Hay dos cosas que hacen que el día de hoy sea algo menos intimidante. La primera es que, como todo Aventador, el SVJ es de tracción a las cuatro ruedas, y la segunda es que sus enormes llantas de delicados radios y 20 y 21 pulgadas están calzadas con neumáticos Pirelli Sottozero de invierno, lo cual debería venir bien en estas carreteras, a pesar de capar bastante el potencial dinámico del SVJ en comparación con un juego de gomas Trofeo R en un caluroso día del mes de julio. A pesar de todo, aquí se trata de conducir; de dejar atrás la claustrofobia de Londres y el ostentoso culto a los superdeportivos para averiguar de qué está hecho realmente el SVJ.

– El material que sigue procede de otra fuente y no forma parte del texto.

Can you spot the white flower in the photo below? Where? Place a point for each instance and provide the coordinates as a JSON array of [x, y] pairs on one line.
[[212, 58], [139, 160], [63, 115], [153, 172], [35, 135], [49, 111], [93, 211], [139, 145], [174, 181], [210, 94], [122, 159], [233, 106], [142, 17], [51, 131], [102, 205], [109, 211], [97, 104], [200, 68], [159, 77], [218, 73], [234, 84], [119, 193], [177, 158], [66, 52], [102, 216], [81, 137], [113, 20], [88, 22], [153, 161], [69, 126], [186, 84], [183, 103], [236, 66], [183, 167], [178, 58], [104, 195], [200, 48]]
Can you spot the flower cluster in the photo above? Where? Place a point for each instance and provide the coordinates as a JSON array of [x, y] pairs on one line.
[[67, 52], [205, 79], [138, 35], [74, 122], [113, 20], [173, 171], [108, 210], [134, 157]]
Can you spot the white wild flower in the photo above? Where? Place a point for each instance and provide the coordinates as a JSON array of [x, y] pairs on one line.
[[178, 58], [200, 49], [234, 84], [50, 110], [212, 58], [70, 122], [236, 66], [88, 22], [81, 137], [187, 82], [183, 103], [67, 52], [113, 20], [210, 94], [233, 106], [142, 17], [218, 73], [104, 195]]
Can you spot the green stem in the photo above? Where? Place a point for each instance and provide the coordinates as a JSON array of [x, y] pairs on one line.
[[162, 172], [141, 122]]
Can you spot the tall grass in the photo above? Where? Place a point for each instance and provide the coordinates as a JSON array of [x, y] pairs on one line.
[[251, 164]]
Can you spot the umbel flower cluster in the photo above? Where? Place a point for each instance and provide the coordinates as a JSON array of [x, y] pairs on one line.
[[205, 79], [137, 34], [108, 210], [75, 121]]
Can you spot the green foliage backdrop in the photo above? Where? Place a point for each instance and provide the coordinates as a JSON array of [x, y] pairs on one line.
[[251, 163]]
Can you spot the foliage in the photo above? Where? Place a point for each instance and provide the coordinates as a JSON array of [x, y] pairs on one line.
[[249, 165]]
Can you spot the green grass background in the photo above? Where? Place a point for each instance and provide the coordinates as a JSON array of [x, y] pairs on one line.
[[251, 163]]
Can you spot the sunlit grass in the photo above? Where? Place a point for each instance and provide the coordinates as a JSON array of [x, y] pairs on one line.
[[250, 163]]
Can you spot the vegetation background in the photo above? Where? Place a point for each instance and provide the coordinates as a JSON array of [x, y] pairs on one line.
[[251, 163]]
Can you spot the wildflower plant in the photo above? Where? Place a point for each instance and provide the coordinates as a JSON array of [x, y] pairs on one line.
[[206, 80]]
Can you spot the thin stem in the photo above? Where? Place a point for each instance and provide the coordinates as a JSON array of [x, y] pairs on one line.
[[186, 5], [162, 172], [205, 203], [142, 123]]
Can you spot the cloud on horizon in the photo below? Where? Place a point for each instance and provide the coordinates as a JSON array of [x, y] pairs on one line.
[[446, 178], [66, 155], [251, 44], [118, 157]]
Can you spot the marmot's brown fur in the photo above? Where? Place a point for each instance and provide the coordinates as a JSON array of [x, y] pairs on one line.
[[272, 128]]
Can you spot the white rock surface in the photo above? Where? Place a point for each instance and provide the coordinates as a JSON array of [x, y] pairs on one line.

Estamos conduciendo hacia el oeste, y estas carreteras que atraviesan la parte sur-central de Escocia son benévolas con el SVJ, siendo las líneas divisorias centrales una garantía visual de que no tendremos que preocuparnos por zonas demasiado estrechas. Las capacidades y diferentes facetas de las prestaciones del V12 recuerdan a un enorme instrumento musical, quizá como el órgano de una catedral. Hay mucha potencia –y volumen– disponible, pero es probable que no vayas a tope desde el principio.



Aunque con las recientes mejoras empuja desde muy bajas vueltas, es entre 3.000 y 4.000 revoluciones donde realmente empieza lo bueno. Hay una gran franja de par motor disponible acompañada de un irritante pero genial aullido mecánico que suena como dos BMW M3 CSL (E46) en estéreo. Juega dentro de esta franja y el SVJ recorre terreno con natural e imperiosa facilidad, pero aun así es como si tocáramos el citado órgano con la sordina pisada: todavía quedan casi 5.000 rpm que añadir a la orquesta.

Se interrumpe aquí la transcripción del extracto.